Now, as a Nutch plugin sample code, we shall see a Language Detection plugin with our LangDetect library.
In 3 extensions which Apache Nutch’s Language Identificaiton plugin has, we will replace a IndexingFilter extension only (see the previous post).
So find the way of using the rest 2 extensions without change.
plugin.xml Sample
The following plugin.xml is enable to replace IndexingFilter extension only.
<plugin
id="language-detector"
name="Language Detection Parser/Filter"
version="1.0.0"
provider-name="labs.cybozu.co.jp">
<runtime>
<library name="language-identifier.jar">
<export name="*"/>
</library>
<library name="langdetect-nutch.jar">
<export name="*"/>
</library> <!-- ADD -->
<library name="jsonic-1.2.0.jar" /> <!-- ADD -->
<library name="langdetect.jar" /> <!-- ADD -->
</runtime>
<requires>
<import plugin="nutch-extensionpoints"/>
</requires>
<extension id="org.apache.nutch.analysis.lang.LanguageParser"

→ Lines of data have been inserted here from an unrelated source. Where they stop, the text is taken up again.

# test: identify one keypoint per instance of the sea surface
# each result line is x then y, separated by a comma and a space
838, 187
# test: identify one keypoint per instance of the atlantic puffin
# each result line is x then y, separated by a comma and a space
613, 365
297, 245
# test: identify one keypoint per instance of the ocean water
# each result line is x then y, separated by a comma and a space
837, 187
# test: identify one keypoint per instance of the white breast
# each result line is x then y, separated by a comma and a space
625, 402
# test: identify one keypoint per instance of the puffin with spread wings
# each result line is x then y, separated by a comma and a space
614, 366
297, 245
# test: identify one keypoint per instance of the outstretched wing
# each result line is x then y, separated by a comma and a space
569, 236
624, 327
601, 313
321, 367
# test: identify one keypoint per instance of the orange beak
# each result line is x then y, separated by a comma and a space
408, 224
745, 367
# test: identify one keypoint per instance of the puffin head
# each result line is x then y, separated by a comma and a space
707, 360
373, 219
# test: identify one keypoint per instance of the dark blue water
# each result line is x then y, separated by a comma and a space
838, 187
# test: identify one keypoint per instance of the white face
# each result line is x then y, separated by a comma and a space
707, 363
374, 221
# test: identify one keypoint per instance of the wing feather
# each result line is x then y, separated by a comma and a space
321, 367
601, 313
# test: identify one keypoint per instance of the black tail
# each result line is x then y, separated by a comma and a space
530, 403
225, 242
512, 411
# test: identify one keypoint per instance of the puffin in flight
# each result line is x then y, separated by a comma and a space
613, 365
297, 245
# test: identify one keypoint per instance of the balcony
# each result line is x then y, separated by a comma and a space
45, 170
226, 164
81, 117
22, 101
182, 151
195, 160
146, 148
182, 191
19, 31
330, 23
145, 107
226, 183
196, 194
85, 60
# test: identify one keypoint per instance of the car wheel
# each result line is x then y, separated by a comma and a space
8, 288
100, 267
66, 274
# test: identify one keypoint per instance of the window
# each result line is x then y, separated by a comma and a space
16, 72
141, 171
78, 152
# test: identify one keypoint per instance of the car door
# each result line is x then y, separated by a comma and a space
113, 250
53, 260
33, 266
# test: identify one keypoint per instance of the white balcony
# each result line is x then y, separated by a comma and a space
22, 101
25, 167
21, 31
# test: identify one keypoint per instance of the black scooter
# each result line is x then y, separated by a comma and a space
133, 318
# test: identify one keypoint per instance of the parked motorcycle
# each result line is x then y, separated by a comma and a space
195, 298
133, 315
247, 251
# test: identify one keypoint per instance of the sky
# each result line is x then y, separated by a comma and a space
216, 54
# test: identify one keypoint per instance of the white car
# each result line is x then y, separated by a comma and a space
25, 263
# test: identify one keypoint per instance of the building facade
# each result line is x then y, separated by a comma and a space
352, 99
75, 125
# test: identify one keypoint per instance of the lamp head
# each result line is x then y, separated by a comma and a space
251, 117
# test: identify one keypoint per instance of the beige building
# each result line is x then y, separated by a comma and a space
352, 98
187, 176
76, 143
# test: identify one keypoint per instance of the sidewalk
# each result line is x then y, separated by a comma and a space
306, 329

name="Nutch language Parser"
point="org.apache.nutch.parse.HtmlParseFilter">
<implementation id="LanguageParser"
class="org.apache.nutch.analysis.lang.HTMLLanguageParser"/>
</extension>
<extension id="com.cybozu.labs.nutch.plugin.LanguageDetectionFilter"
name="language detection filter"
point="org.apache.nutch.indexer.IndexingFilter">
<implementation id="LanguageDetectionFilter"
class="com.cybozu.labs.nutch.plugin.LanguageDetectionFilter"/>
</extension> <!-- MODIFY -->
<extension id="org.apache.nutch.analysis.lang.LanguageQueryFilter"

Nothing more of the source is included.